Turns out our sympathy pains for Roger Federer following his devastating loss have less to do with loving the Swiss maestro and more to do with loving ourselves.

"Because of our attachment to them, we see ourselves in someone like Federer and the inevitable loss of capability over time (due to age) will happen to us," explains clinical and coaching psychologist, Dr Suzy Green.

"Our culture prioritises youth and agelessness, so we often struggle with these losses."

Losing the game, finding the good

I'll admit I was heavily invested in the miracle of England at this World Cup, I shivered through the early morning games, beginning to believe with each surprise win.

They dared to dream and so did we, but now that it's over, I almost wish they'd gone out in the group stages.

The best possible you

Seems that kind of false hope does more harm than good?

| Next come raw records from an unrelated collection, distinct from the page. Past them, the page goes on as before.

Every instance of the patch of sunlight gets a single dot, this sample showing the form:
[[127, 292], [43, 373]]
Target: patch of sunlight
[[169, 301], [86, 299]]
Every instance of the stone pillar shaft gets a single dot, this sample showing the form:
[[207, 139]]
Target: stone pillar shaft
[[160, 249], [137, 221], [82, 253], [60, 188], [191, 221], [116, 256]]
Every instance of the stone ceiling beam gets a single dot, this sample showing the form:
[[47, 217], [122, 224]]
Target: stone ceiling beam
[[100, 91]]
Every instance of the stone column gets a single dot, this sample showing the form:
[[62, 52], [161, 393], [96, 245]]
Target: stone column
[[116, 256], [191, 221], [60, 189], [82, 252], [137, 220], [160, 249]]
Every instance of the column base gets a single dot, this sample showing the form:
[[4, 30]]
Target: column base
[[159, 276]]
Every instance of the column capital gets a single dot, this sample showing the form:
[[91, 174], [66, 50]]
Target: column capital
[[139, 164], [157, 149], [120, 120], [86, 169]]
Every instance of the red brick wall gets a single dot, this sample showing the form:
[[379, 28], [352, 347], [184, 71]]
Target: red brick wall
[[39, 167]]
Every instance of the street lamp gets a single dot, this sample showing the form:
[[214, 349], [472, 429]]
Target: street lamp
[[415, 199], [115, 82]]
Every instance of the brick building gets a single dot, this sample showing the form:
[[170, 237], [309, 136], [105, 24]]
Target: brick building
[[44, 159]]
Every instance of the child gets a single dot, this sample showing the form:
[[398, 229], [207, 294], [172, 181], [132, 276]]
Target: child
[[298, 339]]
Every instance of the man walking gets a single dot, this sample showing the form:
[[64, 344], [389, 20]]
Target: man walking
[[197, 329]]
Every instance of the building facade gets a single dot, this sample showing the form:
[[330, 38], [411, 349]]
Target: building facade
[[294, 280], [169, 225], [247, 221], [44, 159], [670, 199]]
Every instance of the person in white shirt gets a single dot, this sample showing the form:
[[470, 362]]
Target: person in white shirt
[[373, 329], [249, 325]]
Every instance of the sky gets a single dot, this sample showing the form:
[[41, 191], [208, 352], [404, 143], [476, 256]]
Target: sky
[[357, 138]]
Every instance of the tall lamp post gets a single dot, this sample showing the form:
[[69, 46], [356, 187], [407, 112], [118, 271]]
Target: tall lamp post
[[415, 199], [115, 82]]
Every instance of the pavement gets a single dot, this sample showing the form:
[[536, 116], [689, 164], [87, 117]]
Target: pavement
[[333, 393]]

"No, no, no," says Dr Green with such passion she probably needed to be in the English sheds at halftime.

"You can't have that kind of fear of failure, because it prevents you from being your best possible self."  

I think she's on the money too – if I'm really honest, seeing England crash and burn early would've just made me jaded and bitter.

"They came close, they provided hope and developed greater levels of mental toughness, which fans inherit too."

Your heroes are human

There's a big difference between "Swiss father of four has a bad day at work" and "eight-time Wimbledon champ Roger Federer knocked out of Wimbledon."

Perception is everything and sometimes it pays to remember that people who are 'failing' are just like you and I (except way fitter and seriously loaded.)

"It's all about attachment and realising that we're all humans - even superstars ," says Dr Green.

It's especially true in this day and age, when sports stars begin to peak in their late teens and early twenties.

English forward Marcus Rashford was in tears after yesterday's loss – he turns 21 in October.

If we can take a step away and remember all the times we failed spectacularly at that age, it might help the recent loss hurt a little less.

Finding the balance

Ultimately coming to terms with failure is supposed to be hard, because our instinct is to avoid it at all costs.

But if these past few weeks have taught me anything, it's that failure and success will always ebb and flow and while it's fun to ride the wave, you don't want to over-invest.

"Stories like this provide a distraction from our daily routines, which can be a positive thing," echoes Dr Green.

"But it's important that we don't let it take over our day to day lives."